American astrophysicist Alice C. Quillen and her student Stephen Thorndike performed computer simulations of the structure of the dust disk around Epsilon Eridani. Their model suggested that the clumping of the dust particles could be explained by the presence of a second planet in an eccentric orbit. They announced this finding in 2002.
SETI and proposed exploration
In 1960, American physicist Philip Morrison and Italian physicist Giuseppe Cocconi proposed that extraterrestrial civilizations might be using radio signals for communication. Project Ozma, headed by American astronomer Frank Drake, used the Tatel Telescope to search for such signals from the nearby Sun-like stars Epsilon Eridani and Tau Ceti. The systems were observed at the emission frequency of neutral hydrogen, 1,420 MHz. No signals of intelligent extraterrestrial origin were detected. Drake repeated the experiment in 2010, with the same negative result. Despite this lack of success, Epsilon Eridani made its way into science fiction literature and television shows for many years following news of Drake's initial experiment.
In Habitable Planets for Man, a 1964 RAND Corporation study by American space scientist Stephen H. Dole, the probability of a habitable planet being in orbit around Epsilon Eridani were estimated at 3.3%. Among the known stars within 22 ly, it was listed with the 14 stars that were thought most likely to have a habitable planet.

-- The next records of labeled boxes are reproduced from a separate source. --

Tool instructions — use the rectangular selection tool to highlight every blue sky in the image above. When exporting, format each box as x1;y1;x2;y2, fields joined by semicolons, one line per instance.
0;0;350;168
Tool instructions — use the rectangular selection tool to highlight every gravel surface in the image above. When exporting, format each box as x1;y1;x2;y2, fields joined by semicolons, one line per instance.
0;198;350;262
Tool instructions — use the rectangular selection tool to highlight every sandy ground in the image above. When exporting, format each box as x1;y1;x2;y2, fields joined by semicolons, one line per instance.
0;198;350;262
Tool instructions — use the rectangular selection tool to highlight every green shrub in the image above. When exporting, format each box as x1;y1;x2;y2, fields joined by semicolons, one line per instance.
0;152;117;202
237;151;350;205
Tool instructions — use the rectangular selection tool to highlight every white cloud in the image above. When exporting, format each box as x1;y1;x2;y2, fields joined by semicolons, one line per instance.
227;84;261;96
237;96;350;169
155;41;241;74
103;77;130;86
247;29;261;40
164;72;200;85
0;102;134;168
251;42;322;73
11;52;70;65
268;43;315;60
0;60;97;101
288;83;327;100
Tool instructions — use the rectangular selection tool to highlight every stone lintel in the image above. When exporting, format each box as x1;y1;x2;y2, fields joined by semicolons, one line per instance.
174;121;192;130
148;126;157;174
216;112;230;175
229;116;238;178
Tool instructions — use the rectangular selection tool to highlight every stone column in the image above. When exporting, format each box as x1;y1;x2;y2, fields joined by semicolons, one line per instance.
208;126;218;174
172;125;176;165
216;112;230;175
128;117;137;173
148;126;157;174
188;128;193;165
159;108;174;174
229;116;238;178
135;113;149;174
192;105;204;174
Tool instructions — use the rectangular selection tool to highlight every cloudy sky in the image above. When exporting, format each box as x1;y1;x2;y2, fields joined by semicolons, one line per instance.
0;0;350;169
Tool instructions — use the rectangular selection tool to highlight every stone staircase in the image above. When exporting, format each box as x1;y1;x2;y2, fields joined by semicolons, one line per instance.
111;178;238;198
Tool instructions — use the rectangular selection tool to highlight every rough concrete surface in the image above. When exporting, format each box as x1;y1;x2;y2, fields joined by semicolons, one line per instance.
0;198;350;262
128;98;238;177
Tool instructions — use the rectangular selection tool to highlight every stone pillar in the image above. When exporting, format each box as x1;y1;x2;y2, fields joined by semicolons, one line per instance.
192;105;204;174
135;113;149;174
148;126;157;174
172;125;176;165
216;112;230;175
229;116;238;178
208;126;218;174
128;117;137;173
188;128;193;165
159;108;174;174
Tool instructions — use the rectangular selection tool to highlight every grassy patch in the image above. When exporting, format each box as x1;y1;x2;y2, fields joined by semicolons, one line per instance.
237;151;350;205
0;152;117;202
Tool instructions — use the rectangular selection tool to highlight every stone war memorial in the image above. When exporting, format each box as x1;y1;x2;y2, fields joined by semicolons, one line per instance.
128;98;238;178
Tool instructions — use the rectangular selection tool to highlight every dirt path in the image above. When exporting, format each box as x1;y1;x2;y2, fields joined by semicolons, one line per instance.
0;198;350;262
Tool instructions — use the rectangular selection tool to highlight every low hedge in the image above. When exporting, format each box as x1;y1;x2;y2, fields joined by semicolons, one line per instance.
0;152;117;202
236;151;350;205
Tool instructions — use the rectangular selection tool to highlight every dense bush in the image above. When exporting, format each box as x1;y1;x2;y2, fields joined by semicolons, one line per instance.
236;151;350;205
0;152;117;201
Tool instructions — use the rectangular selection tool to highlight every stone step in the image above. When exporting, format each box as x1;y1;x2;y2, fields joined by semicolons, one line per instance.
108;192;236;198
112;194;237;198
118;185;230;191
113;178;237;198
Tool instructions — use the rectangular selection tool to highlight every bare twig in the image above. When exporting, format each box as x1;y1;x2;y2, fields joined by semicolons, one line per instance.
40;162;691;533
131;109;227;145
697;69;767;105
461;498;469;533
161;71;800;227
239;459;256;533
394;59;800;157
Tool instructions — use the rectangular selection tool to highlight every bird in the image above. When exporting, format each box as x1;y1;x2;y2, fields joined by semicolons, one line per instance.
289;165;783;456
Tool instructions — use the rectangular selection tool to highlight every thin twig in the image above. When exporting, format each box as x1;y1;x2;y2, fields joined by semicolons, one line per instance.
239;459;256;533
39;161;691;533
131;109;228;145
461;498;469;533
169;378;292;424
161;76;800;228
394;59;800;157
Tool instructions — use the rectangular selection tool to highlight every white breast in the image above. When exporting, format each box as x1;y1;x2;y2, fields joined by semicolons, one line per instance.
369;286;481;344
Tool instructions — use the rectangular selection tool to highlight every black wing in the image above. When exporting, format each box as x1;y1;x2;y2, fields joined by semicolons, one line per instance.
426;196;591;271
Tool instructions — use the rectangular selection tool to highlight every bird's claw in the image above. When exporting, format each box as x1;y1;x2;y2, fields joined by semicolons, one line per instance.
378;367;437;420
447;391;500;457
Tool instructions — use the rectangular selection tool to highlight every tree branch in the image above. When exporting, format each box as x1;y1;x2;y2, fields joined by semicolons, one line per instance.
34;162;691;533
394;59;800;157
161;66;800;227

American space scientist William I. McLaughlin proposed a new strategy in the search for extraterrestrial intelligence (SETI) in 1977. He suggested that widely observable events such as nova explosions might be used by intelligent extraterrestrials to synchronize the transmission and reception of their signals. This idea was tested from the National Radio Astronomy Observatory in 1988, which used outbursts of Nova Cygni 1975 as the timer. Fifteen days of observation showed no anomalous radio signals coming from Epsilon Eridani.
Because of the proximity and Sun-like properties of Epsilon Eridani, American physicist Robert L. Forward considered the system as one of the targets for interstellar travel in 1985. The following year, the British Interplanetary Society suggested Epsilon Eridani as one of several targets in its Project Daedalus paper study. The system has continued to be among the targets of such proposals, as with Project Icarus in 2011.
Based on its location within 23.5 ly (7.2 parsecs), Epsilon Eridani was among the target stars of Project Phoenix, a 1995 microwave survey for signals from extraterrestrial intelligence. The project had checked about 800 stars by 2004, but had not yet detected an unimpeachable signal.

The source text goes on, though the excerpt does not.